Hacker News new | ask | show | jobs
by swombat 5368 days ago
I consider Indices to be premature optimisation. Moreover, they're very low level, potentially dangerous premature optimisation. Imho, they should be the very last trick you use to optimise.

First, you try and figure out if you can reduce the number of repeated queries. Then you try and figure out if you can get rid of chunks of code that spawn lots of queries altogether, by tweaking the algorithm to do things differently, without needing that data. Then, finally, once you've used every trick to make it all faster, then you apply indices to speed up that handful of remaining queries.

If you apply indices first, then you won't spot the other potential optimisations, and when your indices stop covering up for your poor coding it will be much later, and much harder to fix.

4 comments

No, caching should be the last trick you use to optimize.
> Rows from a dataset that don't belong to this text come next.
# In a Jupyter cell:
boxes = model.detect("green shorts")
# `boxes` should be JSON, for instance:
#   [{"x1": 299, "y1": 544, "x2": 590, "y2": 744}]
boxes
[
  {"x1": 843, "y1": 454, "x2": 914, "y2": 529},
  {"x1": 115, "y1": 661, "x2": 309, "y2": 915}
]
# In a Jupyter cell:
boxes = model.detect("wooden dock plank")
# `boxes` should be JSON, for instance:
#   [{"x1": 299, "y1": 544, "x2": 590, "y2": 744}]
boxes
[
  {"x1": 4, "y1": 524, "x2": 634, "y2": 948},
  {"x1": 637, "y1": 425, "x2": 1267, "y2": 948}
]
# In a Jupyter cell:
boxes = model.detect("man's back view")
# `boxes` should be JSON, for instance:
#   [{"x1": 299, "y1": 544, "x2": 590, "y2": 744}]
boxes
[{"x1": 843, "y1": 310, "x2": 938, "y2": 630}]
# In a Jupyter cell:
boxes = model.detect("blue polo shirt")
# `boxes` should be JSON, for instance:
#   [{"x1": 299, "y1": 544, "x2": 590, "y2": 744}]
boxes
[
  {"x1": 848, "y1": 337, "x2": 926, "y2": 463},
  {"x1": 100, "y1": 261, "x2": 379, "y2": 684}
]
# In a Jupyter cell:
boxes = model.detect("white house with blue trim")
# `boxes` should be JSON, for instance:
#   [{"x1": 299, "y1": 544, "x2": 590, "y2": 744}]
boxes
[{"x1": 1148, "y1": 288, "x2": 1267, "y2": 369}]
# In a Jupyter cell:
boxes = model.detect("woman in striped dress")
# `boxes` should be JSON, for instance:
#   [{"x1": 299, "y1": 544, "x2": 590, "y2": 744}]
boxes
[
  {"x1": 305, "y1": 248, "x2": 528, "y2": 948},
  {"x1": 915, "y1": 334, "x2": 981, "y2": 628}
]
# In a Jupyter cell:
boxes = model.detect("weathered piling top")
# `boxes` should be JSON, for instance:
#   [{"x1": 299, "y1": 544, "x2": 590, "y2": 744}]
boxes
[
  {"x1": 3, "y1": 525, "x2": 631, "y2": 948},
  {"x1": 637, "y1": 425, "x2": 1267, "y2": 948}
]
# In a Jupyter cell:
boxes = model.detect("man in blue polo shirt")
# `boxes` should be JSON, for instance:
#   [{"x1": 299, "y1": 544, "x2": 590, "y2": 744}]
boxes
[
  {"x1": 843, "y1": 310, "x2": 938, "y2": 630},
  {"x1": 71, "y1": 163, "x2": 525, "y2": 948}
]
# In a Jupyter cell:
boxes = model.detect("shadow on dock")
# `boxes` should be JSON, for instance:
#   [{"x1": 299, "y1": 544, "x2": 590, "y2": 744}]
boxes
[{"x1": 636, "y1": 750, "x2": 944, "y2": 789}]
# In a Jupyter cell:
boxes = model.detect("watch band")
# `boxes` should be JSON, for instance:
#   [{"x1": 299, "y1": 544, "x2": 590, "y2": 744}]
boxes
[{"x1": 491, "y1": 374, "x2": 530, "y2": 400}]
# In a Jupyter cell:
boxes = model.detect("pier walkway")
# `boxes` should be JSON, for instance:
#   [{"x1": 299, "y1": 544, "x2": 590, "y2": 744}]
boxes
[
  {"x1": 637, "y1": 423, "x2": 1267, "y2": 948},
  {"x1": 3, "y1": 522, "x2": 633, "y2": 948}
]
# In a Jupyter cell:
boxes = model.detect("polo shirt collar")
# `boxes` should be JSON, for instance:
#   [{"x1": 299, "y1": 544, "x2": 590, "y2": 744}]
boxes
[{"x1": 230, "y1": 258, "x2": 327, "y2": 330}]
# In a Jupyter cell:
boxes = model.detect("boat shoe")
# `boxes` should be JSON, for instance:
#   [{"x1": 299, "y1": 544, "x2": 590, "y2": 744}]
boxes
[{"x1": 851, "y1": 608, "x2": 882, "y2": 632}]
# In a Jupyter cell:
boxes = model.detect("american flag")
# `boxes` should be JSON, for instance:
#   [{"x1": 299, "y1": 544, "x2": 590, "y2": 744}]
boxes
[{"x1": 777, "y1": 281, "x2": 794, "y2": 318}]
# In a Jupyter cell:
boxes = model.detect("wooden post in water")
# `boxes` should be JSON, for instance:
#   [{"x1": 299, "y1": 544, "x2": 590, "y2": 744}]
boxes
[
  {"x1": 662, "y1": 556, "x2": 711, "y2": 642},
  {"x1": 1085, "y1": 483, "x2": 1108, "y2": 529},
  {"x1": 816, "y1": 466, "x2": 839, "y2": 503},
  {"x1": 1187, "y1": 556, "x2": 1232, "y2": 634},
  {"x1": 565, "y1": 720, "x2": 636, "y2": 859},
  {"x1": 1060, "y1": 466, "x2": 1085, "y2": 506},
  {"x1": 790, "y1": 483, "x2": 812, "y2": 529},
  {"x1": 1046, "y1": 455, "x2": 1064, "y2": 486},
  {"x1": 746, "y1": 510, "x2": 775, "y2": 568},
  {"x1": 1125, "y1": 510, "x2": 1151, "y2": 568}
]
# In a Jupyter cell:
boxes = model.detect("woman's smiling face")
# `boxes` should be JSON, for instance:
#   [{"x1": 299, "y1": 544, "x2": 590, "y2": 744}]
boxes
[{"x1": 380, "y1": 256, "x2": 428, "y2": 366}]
Indices are standard way to achieve basic performance levels of a database. They may have their downsides but "potentially dangerous" is dramatically overstating the case. Furthermore, the dangers of premature optimization are about taking extra time or adding complexity to something that ultimately doesn't matter, not about using very basic features in a sane way.

The correct optimizations to make first are ones that make the biggest impact percentage-wise as well as being the most elegant in the code. Indices typically fit both categories very well. Unless you are doing a lot of stupid things, there's not going to be much lower-hanging fruit, but even if there is, after you apply sane indices that will be when your profiling will start to reveal the real interesting possibilities for optimization. The idea that indices are a good final optimization does not show much interest in real performance.

I would take swombat's advice to look at query patterns, eliminate repeated queries, and tweak your algorithm to require less data well before I thought about adding indices (or caching, which I agree is the last thing you should do).

You want to make the riskiest, most invasive changes first, because those are the ones that the rest of your codebase builds upon. If you've changed your query patterns and the app still isn't fast enough, it's relatively trivial to add indices on top of that. The speed benefits are cumulative, and none of the work you've done examining your data-access patterns has been undone by making that data access faster.

If you add indices first, however, and it still isn't fast enough, you have to examine your query patterns anyway. And this time, the work you did is undone by your further optimizations. The benefits of indices depend a lot on how you access your data: they slow down writes to speed up certain queries. If it turns out that the queries you're speeding up don't occur frequently anymore, your index is counterproductive.

(That said, since adding indices is often a task that takes 5 minutes of your time, you might want to give it a try and see what sort of results you get before investing a lot of effort in other stuff. If it doesn't work, you can back out the change and then start looking at your query patterns.)

Disagree on caching as the last thing you do.

If you're building an app that will hopefully be bigger than you expect, build cache into your data layer, it's not complex and will pay off sooner than later.

You should be thinking about indices as you design your data model. You're going to put them in eventually so the ad-hoc performance testing you're doing as you're building the site should at least somewhat reflect the final, real-world scenario. Better to know sooner rather than later that your data model is so broken that even extensive indexing can't make your queries fast.
That's just silly. Indexes are a fundamental component of databases and give the DB clues about how the data in your table is going to be used. You might as well saying having different column data types is premature optimization.

Should you spend days analyzing things and creating a million indexes? No. But you should have some idea how the tables will be used and setup a few of the obvious ones, at least. Read any book on DB admin.

I agree with you, but he was using MongoDB and AFAIK, indexing is a must with this kind of db. Actually, I hope that he does not expect a big write load because he seemed to have added the indexes pretty quickly without thinking too much about it...

Just to reiterate, with a RDBMS with a decent query planner, indexing early is premature optimisation.

Would someone care to explain the downvote?
Ahem, this is so wrong it's not even funny. I'm just calling it out because there are people here who are just learning how to code. You always create an index, on pretty much every query. That's as basic as commenting your code.
I'd hate to think how long your writes take...
Better a write with an index than a read without an index, my grannie always said.